The current pipeline expects PCM audio blobs and, if data is coming from a microphone in the browser, you can do the initial processing and conversion in the browser (see the JS in this single file Phoenix app speech to text example [0]).

On the other hand, if you expect a variety of formats (mp3, wav, etc), then shelling out or embedding ffmpeg is probably the quickest path to achieve something. The Membrane Framework[1] is an option here too which includes streaming. I believe Lars is going to do a cool demo with Membrane and ML at ElixirConf EU next week.

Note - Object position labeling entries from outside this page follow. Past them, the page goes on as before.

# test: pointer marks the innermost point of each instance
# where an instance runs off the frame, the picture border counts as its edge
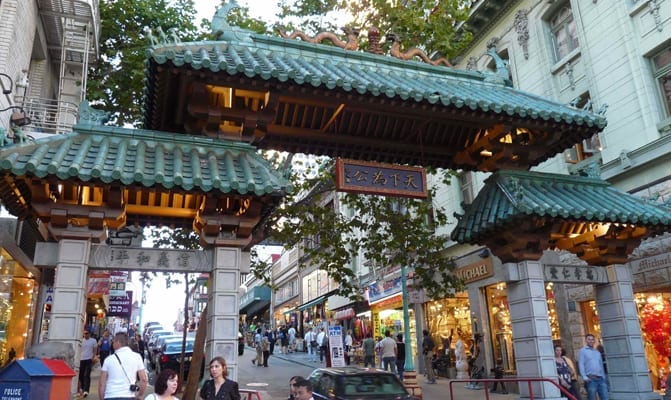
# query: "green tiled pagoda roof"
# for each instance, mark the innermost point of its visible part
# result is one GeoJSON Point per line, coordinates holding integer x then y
{"type": "Point", "coordinates": [511, 196]}
{"type": "Point", "coordinates": [273, 58]}
{"type": "Point", "coordinates": [148, 158]}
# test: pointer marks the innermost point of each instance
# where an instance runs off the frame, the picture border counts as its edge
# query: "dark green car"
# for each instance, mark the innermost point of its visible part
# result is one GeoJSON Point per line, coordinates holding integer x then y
{"type": "Point", "coordinates": [352, 383]}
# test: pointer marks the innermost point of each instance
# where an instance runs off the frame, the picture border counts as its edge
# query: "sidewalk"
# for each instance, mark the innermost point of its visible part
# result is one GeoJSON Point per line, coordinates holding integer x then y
{"type": "Point", "coordinates": [93, 394]}
{"type": "Point", "coordinates": [438, 391]}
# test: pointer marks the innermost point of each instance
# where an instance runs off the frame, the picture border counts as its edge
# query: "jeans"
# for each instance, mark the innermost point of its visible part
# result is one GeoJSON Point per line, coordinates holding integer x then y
{"type": "Point", "coordinates": [389, 362]}
{"type": "Point", "coordinates": [369, 360]}
{"type": "Point", "coordinates": [400, 368]}
{"type": "Point", "coordinates": [597, 385]}
{"type": "Point", "coordinates": [85, 374]}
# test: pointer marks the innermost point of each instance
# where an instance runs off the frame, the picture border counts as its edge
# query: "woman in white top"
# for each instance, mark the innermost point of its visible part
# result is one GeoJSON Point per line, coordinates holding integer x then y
{"type": "Point", "coordinates": [165, 386]}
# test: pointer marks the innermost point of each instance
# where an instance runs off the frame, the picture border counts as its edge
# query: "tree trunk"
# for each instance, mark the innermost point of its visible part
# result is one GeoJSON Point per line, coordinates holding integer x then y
{"type": "Point", "coordinates": [197, 359]}
{"type": "Point", "coordinates": [185, 327]}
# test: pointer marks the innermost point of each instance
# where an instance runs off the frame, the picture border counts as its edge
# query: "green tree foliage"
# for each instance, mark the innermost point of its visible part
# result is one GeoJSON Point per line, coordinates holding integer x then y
{"type": "Point", "coordinates": [431, 25]}
{"type": "Point", "coordinates": [384, 232]}
{"type": "Point", "coordinates": [115, 82]}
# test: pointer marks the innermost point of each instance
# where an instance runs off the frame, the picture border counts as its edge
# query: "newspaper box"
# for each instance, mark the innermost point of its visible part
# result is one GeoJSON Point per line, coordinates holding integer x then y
{"type": "Point", "coordinates": [34, 379]}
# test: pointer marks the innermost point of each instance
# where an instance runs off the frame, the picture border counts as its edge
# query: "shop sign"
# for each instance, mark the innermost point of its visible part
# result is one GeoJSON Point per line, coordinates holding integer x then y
{"type": "Point", "coordinates": [476, 271]}
{"type": "Point", "coordinates": [117, 286]}
{"type": "Point", "coordinates": [382, 179]}
{"type": "Point", "coordinates": [650, 263]}
{"type": "Point", "coordinates": [336, 346]}
{"type": "Point", "coordinates": [380, 290]}
{"type": "Point", "coordinates": [574, 274]}
{"type": "Point", "coordinates": [120, 306]}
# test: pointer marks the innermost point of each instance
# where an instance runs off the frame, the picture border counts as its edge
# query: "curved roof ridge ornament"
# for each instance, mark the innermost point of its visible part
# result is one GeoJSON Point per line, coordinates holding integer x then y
{"type": "Point", "coordinates": [222, 30]}
{"type": "Point", "coordinates": [351, 33]}
{"type": "Point", "coordinates": [409, 54]}
{"type": "Point", "coordinates": [502, 74]}
{"type": "Point", "coordinates": [91, 116]}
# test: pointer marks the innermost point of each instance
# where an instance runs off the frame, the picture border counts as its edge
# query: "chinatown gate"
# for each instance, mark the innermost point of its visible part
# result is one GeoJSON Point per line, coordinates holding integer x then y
{"type": "Point", "coordinates": [210, 105]}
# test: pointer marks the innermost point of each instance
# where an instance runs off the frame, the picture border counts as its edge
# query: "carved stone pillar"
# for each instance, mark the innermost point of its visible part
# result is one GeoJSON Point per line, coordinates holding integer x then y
{"type": "Point", "coordinates": [68, 311]}
{"type": "Point", "coordinates": [223, 308]}
{"type": "Point", "coordinates": [532, 338]}
{"type": "Point", "coordinates": [621, 334]}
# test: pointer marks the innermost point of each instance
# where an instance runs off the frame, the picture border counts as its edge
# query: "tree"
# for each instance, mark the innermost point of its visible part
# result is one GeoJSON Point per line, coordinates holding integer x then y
{"type": "Point", "coordinates": [436, 26]}
{"type": "Point", "coordinates": [385, 231]}
{"type": "Point", "coordinates": [115, 83]}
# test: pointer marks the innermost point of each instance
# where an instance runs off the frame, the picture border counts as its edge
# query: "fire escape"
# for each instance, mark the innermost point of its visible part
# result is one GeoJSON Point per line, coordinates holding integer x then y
{"type": "Point", "coordinates": [72, 30]}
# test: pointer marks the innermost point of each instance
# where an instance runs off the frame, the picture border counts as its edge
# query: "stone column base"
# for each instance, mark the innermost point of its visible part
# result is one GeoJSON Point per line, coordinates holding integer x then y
{"type": "Point", "coordinates": [410, 383]}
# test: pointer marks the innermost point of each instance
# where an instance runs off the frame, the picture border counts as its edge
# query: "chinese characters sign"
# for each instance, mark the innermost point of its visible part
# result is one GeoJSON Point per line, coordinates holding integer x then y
{"type": "Point", "coordinates": [574, 274]}
{"type": "Point", "coordinates": [143, 259]}
{"type": "Point", "coordinates": [121, 306]}
{"type": "Point", "coordinates": [385, 179]}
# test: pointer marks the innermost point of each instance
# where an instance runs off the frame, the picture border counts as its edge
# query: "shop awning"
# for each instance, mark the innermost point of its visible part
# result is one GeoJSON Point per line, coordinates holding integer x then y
{"type": "Point", "coordinates": [311, 303]}
{"type": "Point", "coordinates": [345, 314]}
{"type": "Point", "coordinates": [255, 299]}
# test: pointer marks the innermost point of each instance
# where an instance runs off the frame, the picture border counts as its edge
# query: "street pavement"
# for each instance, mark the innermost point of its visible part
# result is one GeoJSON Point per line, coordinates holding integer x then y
{"type": "Point", "coordinates": [272, 382]}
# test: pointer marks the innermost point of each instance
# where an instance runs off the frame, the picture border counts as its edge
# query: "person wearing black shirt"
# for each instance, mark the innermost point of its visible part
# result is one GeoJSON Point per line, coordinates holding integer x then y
{"type": "Point", "coordinates": [400, 355]}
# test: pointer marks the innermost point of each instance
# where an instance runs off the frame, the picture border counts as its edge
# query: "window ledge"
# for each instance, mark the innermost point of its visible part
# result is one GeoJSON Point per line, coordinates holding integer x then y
{"type": "Point", "coordinates": [664, 127]}
{"type": "Point", "coordinates": [570, 57]}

[0]: https://github.com/elixir-nx/bumblebee/blob/main/examples/ph...

[1]: https://membrane.stream/

ricketycricket · on April 11, 2023

> I believe Lars is going to do a cool demo with Membrane and ML at ElixirConf EU next week.

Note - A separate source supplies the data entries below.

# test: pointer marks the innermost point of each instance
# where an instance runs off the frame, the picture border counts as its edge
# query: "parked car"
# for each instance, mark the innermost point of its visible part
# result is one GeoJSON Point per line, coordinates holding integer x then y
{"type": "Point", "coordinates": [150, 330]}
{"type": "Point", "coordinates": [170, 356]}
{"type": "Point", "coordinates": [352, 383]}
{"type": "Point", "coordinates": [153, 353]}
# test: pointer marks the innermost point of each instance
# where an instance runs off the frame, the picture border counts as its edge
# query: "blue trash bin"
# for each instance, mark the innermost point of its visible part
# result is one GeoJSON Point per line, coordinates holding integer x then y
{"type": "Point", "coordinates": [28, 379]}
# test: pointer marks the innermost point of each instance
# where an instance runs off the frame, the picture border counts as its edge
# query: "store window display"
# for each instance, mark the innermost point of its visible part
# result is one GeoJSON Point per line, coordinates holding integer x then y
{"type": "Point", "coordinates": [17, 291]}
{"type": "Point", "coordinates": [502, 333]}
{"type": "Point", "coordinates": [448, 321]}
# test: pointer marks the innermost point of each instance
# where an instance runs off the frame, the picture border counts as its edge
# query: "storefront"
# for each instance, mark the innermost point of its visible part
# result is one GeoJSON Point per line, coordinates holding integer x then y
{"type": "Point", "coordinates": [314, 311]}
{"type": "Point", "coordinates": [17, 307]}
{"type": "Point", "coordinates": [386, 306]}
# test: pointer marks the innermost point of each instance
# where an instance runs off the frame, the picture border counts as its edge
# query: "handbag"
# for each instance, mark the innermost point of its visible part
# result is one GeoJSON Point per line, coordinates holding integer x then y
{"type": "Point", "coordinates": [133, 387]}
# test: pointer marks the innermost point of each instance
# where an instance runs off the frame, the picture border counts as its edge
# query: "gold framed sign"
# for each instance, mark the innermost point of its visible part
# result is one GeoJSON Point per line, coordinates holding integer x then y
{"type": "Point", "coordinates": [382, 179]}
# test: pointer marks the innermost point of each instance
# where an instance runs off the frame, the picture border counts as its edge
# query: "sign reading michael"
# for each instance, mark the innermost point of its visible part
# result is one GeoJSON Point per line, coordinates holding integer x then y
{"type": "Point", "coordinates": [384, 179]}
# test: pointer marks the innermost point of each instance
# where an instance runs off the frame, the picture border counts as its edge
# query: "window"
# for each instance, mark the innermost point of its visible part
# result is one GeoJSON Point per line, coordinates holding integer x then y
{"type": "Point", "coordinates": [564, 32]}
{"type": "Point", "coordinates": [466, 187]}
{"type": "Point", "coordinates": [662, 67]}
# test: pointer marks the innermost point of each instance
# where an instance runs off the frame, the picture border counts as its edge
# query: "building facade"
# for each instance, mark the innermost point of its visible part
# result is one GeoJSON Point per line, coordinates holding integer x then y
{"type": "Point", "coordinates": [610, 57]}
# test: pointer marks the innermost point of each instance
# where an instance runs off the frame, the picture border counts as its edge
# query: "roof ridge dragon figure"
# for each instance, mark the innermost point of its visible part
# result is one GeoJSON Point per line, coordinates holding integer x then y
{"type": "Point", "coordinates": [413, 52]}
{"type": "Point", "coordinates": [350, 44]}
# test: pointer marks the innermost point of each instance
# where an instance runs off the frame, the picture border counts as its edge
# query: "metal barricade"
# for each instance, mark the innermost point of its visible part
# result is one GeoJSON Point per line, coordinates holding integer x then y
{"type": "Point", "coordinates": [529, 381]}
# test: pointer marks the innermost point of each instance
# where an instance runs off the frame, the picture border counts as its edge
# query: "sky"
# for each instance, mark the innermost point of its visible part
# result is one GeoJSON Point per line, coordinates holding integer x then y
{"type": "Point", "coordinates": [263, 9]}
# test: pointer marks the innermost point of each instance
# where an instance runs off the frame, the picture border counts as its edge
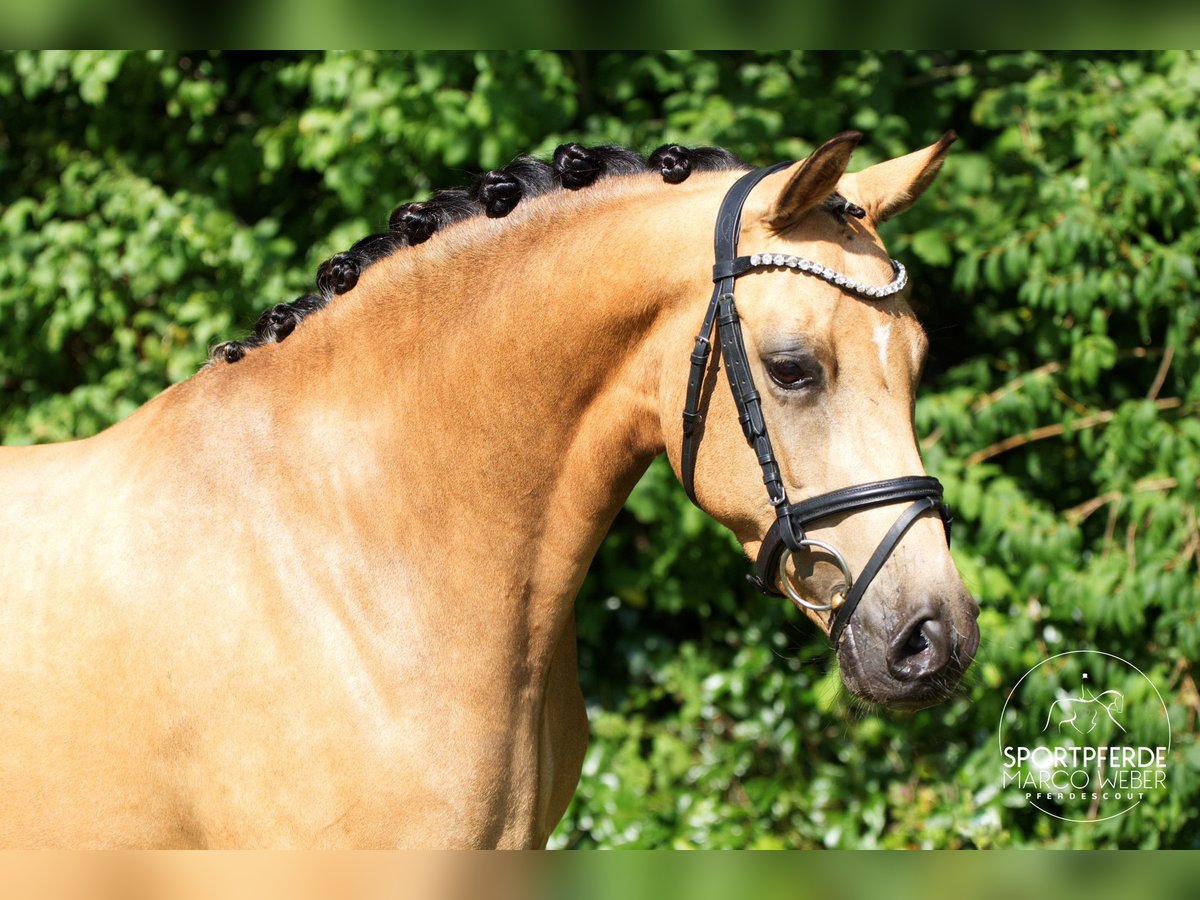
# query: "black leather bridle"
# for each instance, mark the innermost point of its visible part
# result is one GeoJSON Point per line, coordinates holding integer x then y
{"type": "Point", "coordinates": [786, 534]}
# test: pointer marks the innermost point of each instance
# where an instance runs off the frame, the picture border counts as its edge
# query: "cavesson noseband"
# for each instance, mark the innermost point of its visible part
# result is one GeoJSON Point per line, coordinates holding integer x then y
{"type": "Point", "coordinates": [786, 534]}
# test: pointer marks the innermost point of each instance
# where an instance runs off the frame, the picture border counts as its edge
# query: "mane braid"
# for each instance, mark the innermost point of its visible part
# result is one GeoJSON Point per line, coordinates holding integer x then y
{"type": "Point", "coordinates": [495, 195]}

Yes, the relevant part of his demo with the membrane pipeline appears to be here: https://github.com/lawik/lively/blob/master/lib/lively/media...

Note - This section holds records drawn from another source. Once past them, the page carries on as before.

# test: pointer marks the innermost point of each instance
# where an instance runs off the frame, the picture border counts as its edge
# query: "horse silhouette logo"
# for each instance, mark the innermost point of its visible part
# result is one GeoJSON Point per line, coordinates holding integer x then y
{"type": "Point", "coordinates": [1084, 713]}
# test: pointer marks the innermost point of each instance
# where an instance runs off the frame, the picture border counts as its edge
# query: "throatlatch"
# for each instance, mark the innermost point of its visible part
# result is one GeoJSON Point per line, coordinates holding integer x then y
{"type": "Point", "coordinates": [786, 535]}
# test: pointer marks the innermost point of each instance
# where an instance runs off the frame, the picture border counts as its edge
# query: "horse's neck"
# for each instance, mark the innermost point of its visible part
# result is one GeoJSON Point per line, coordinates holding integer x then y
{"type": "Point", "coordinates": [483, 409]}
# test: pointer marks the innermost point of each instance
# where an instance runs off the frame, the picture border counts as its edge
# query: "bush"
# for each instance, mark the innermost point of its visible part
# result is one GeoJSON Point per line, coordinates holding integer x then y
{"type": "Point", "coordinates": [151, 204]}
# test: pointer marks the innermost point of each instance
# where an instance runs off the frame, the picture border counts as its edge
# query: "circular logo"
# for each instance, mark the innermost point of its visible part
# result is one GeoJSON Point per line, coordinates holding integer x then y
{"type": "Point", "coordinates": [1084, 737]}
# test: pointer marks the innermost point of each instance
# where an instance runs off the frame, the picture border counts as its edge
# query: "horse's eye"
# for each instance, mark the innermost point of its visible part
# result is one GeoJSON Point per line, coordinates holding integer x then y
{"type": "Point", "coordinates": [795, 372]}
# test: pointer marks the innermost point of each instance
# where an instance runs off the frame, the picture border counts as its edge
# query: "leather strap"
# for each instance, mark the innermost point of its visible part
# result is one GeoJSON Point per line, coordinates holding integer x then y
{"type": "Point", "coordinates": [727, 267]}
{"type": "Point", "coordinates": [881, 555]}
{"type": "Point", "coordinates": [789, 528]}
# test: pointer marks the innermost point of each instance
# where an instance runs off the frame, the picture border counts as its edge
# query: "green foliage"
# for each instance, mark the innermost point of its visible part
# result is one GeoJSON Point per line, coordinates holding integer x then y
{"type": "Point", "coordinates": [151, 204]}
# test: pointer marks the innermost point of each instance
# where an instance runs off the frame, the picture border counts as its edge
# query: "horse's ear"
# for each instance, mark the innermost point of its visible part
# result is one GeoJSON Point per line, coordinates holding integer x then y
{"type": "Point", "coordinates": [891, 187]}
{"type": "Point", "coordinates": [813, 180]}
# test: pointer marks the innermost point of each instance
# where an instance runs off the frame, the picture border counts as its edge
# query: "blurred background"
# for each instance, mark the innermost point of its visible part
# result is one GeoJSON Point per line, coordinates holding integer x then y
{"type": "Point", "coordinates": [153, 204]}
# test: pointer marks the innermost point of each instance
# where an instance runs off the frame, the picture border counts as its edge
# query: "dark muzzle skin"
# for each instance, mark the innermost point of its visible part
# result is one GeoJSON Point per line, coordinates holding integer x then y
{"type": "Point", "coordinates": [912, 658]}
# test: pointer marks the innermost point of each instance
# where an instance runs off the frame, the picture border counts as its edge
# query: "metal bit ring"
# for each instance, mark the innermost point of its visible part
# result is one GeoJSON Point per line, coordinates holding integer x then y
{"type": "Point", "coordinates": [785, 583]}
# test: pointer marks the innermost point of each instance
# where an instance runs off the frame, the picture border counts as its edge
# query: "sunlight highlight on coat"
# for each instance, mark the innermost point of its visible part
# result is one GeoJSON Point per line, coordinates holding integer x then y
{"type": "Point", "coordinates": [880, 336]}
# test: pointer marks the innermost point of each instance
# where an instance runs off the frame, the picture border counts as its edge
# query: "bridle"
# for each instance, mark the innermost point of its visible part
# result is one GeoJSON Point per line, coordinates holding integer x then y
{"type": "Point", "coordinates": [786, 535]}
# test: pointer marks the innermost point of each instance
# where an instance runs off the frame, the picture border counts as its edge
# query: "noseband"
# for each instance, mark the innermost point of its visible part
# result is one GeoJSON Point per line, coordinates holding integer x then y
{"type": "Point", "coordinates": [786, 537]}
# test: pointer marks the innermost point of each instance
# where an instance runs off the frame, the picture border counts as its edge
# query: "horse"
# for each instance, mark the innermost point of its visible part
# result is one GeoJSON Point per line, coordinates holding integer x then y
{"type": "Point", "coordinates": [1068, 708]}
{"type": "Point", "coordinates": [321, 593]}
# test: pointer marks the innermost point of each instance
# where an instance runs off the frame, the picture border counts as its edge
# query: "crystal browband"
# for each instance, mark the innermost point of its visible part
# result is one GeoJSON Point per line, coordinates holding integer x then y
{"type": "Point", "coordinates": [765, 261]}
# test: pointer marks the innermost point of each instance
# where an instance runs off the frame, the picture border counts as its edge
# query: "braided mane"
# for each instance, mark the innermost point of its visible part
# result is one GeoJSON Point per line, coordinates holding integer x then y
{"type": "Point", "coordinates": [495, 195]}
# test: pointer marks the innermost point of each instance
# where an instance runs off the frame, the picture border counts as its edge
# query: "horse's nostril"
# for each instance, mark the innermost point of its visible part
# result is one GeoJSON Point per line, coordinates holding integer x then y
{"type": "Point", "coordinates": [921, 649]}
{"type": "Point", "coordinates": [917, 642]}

Dowwie · on April 12, 2023

limited in usefulness.. seems that Lars kept a MembraneTranscript library dependency private

ricketycricket · on April 13, 2023

This one? https://github.com/lawik/membrane_transcription

mark_h · on April 12, 2023

Quick example video from Chris McCord using ffmpeg and whisper in Phoenix: https://www.phoenixframework.org/blog/whisper-speech-to-text...

lawik · on April 12, 2023

Sure.

I have a rough one using Membrane (media framework) that you can find here: https://github.com/lawik/membrane_transcription

I am using it for this talk I am putting together for ElixirConf EU so if you want it used in context that might be helpful: https://github.com/lawik/lively

Neither is release-worthy levels of polish but if interest is there I should make a proper library out of it.

That is to say streaming chunks works great already. I would love two things. Stitching the edges of the chunks, would probably need to do overlapping for that. And building chunks based on silence. That's more DSP than I know though.

Dowwie · on April 12, 2023

Hey Lars! Building chunks on silence is a worthy cause! Why stitch the edges of the chunks? Is that because there isn't a clean chunk on silence?

I think this work is very important. I don't understand whether I actually needed to install the library dependencies for Membrane's sake or specifically for this use case (mad, ffmpeg, portaudio). Doesn't feel right..

brentjanderson · on April 11, 2023

You may be able to incorporate the [Membrane Framework](https://membrane.stream/) to do that. Built in Elixir, deals in those types of multimedia problems.

I'm not an expert here, but I'd expect that capturing a sample using Membrane and piping it into Whisper should be doable.